Second is the issue of access to the cultural life of one’s community or country. This is also a right enshrined in Article 27 of the Universal Declaration of Human Rights, whose 70th anniversary we mark this year: “Everyone has the right freely to participate in the cultural life of the community, to enjoy the arts and to share in scientific advancement and its benefits”.

While the technological revolution has made many cultural and artistic forms more easily accessible, and trade throughout the world has increased exponentially, there are still many obstacles to equal access to goods and services. This particularly affects women, socially disadvantaged people and minority communities within their country. That is why UNESCO, on this World Day, is organizing in Paris a panel of discussions around this central question: “How can we make culture accessible to all?”

Finally, to be able freely to build one’s identity, drawing on various cultural sources, and to be able to develop one’s heritage in a creative way are the foundations of a peaceful and sustainable development of our societies. This is an essential issue, and a challenge for the future: integrating culture into a global vision of development. This is the challenge launched, for example, by the Creative Cities Network supported by UNESCO: comprising 180 cities in 72 countries, the network aims to foster a sustainable urban development model, focusing on creative arts and based on active cooperation among cities worldwide.
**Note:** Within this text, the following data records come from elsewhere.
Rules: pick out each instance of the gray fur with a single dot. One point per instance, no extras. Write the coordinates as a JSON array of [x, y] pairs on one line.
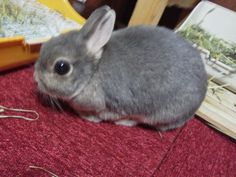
[[145, 74]]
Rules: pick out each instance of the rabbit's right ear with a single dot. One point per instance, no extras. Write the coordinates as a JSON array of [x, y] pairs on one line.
[[98, 29]]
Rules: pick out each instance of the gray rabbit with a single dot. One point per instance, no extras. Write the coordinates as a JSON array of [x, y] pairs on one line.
[[137, 75]]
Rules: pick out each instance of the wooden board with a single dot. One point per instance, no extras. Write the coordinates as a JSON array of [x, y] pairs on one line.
[[148, 12], [219, 109]]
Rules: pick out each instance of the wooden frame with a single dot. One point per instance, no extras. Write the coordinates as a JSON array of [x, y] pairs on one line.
[[148, 12]]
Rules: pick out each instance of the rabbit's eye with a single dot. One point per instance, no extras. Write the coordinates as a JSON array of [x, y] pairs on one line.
[[62, 67]]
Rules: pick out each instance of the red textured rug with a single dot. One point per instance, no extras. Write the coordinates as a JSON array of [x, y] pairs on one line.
[[68, 146]]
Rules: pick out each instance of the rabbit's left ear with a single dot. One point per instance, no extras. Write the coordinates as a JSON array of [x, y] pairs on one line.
[[98, 29]]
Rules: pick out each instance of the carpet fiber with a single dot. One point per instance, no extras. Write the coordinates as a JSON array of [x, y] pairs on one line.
[[68, 146]]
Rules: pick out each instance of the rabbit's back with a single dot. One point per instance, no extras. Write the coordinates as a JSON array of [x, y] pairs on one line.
[[151, 71]]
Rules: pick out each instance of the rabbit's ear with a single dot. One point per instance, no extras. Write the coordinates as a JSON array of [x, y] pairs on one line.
[[98, 29]]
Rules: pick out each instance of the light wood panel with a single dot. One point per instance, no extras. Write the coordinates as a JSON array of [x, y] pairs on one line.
[[148, 12]]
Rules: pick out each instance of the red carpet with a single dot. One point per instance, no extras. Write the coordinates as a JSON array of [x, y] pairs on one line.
[[68, 146]]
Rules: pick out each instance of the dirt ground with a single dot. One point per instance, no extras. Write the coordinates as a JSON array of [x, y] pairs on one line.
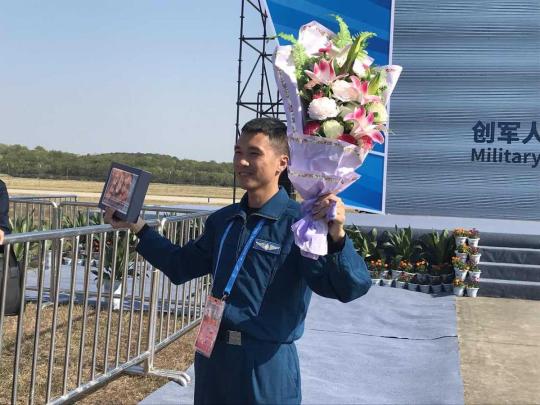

“I do not want my house to be walled in on all sides and my windows to be stuffed. I want the culture of all lands to be blown about my house as freely as possible." With this imagery, Mahatma Gandhi was suggesting that culture is not a heritage set in stone, but one that is living and breathing, open to influences and dialogue, allowing us to adapt more peacefully to the changes in the world.

UNESCO invites everyone on this day of celebrations to open their doors and windows to the invigorating wind of diversity!